Bazen dış dünyayla o kadar çok muhatap oluruz ki iç dünyamızı ihmal ederiz. Başkalarına harcadığımız zamanın nerdeyse yarısını yahut daha azını kendi ailemiz ve çocuğumuz için harcamayız. Onların gözümüzün önünde yok olduğunu göremeyiz. Evlerini karşılıklı kurabilen bir topluluk olmayı beceremeyiz. Hanımlarımızla bir iletişim dili oluşturamayız. Oysa Kur’an  “ailenizi yakıtı insanlar ve taşlar olan ateşten koruyunuz” der. “En yakınınızdan başlayarak uyarın” der. İyi bir toplum oluşturabilmek iyi bir aile oluşturabilmekten geçer. Eğer iyi bir aile olmayı becerebiliyorsak güzel bir toplum inşa edebiliriz. Evlerimizde karşılıklı, kalplerimizde karşılıklı olur. O vakit bir toplum inşa etmede çok önemli bir adım atmış oluruz. Bu yazdıklarımızdan dış dünyayla ilgilenmemeliyiz anlamı umarım çıkmaz. Kastettiğim şey dış dünyayla ilgilenildiği kadar ve hatta daha fazlasıyla ailemizle de ilgilenmemiz gerekliliğidir.
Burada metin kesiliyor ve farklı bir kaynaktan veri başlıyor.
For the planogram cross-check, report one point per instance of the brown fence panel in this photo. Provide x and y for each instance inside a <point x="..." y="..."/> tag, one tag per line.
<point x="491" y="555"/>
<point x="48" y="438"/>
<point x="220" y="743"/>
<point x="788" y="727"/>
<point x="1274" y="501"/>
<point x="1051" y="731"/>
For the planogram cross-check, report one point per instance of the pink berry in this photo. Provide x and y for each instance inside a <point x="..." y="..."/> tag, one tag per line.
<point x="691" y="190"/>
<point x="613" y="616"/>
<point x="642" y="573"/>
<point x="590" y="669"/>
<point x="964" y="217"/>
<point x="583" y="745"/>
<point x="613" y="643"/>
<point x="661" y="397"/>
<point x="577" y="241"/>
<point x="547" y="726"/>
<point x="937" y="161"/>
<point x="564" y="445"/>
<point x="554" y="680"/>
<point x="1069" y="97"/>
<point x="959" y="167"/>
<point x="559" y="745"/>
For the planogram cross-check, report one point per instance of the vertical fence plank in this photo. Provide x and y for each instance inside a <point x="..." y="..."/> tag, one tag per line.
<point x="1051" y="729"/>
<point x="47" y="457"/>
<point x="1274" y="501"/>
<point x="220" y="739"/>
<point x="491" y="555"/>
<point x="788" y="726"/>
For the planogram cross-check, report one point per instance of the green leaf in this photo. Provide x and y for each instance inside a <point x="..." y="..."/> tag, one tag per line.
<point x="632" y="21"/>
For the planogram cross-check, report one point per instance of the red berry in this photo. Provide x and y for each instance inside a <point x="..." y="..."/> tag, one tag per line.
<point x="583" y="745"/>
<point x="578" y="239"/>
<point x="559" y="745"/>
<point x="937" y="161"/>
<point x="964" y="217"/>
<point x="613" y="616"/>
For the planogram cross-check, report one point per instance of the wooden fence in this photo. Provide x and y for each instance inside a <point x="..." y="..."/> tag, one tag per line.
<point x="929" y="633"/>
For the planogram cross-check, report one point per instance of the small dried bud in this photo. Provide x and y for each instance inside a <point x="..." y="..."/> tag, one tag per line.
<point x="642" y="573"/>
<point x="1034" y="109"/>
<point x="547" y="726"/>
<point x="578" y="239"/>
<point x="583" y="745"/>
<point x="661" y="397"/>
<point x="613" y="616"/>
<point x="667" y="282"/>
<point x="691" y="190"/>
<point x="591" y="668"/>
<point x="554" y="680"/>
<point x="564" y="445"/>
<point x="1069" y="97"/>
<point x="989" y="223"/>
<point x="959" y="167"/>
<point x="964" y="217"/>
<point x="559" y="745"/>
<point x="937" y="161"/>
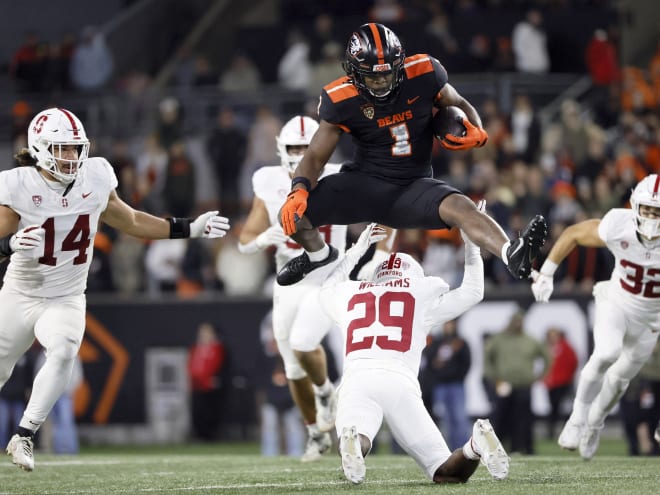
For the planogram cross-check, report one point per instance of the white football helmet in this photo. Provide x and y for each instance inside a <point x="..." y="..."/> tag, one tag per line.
<point x="398" y="265"/>
<point x="296" y="132"/>
<point x="48" y="132"/>
<point x="647" y="192"/>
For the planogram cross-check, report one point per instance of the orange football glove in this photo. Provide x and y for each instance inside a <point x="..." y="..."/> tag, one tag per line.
<point x="476" y="137"/>
<point x="293" y="209"/>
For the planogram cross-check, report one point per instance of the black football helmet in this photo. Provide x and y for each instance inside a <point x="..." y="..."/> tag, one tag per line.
<point x="375" y="50"/>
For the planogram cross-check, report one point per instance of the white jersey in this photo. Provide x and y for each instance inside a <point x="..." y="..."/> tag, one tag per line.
<point x="635" y="280"/>
<point x="272" y="185"/>
<point x="385" y="327"/>
<point x="70" y="223"/>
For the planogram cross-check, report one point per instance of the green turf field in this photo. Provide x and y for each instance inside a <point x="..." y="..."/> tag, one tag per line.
<point x="238" y="469"/>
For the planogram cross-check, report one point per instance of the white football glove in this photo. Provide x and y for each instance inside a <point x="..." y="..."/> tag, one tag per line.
<point x="371" y="234"/>
<point x="273" y="235"/>
<point x="542" y="286"/>
<point x="370" y="266"/>
<point x="209" y="225"/>
<point x="31" y="237"/>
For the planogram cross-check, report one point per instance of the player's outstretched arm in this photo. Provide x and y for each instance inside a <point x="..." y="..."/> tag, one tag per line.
<point x="581" y="234"/>
<point x="476" y="136"/>
<point x="141" y="224"/>
<point x="382" y="252"/>
<point x="309" y="169"/>
<point x="371" y="234"/>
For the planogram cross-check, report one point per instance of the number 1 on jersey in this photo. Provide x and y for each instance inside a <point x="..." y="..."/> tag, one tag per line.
<point x="401" y="136"/>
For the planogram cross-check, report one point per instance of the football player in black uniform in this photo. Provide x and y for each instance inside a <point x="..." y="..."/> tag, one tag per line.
<point x="386" y="103"/>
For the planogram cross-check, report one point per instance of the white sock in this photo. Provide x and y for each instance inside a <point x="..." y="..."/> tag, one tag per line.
<point x="503" y="255"/>
<point x="313" y="430"/>
<point x="468" y="451"/>
<point x="319" y="255"/>
<point x="324" y="389"/>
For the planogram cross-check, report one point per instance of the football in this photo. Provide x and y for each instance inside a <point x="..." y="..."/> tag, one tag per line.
<point x="449" y="120"/>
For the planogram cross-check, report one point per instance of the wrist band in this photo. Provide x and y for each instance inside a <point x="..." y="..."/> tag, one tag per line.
<point x="302" y="180"/>
<point x="5" y="249"/>
<point x="179" y="228"/>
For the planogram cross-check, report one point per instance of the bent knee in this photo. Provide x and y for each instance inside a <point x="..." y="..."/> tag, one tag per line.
<point x="63" y="349"/>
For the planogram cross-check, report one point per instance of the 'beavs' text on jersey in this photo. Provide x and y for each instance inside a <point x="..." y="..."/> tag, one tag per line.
<point x="392" y="140"/>
<point x="61" y="265"/>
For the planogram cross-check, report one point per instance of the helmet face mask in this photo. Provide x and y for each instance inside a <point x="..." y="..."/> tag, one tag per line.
<point x="298" y="133"/>
<point x="397" y="266"/>
<point x="51" y="136"/>
<point x="374" y="51"/>
<point x="647" y="194"/>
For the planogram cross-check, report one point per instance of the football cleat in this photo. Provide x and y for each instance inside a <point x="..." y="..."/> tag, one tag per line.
<point x="20" y="449"/>
<point x="316" y="447"/>
<point x="297" y="268"/>
<point x="352" y="460"/>
<point x="589" y="442"/>
<point x="326" y="410"/>
<point x="570" y="435"/>
<point x="522" y="252"/>
<point x="488" y="446"/>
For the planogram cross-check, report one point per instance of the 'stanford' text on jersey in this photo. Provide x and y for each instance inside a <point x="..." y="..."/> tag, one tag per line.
<point x="61" y="265"/>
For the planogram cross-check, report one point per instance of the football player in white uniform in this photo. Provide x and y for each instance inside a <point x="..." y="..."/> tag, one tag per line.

Her şeyden önce kendimizle barışık yaşamak zorundayız. Kendi zaaflarımızın, hatalarımızın farkında olmalı ve eksiklerimizi bir an önce tamamlamaya gayret göstermeliyiz. Eğer biz yaşadığımız çağda yeni bir toplumsal çözümlemeye ihtiyaç olduğunu iddia edenlerdensek yaptığımız çözümleme Marks’ın çözümlemesi gibi yalnızca teoriden öteye gitmeyen bir çözümleme olmamalıdır. Bu çözümleme aynı zamanda yaşanabilen ve şahitliği olan bir çözümleme olabilmelidir. Muhammed (as) böyle bir toplumu inşa edebildiyse bu insanoğlunun üstesinden gelebileceği bir inşadır. Ve yaşadığımız, nefes aldığımız sürece hala şansımız var demektir. Şansımız var diyorum çünkü bu bizim cennetimizdir. Ve buna en çok ihtiyacı olan biziz Allah değil.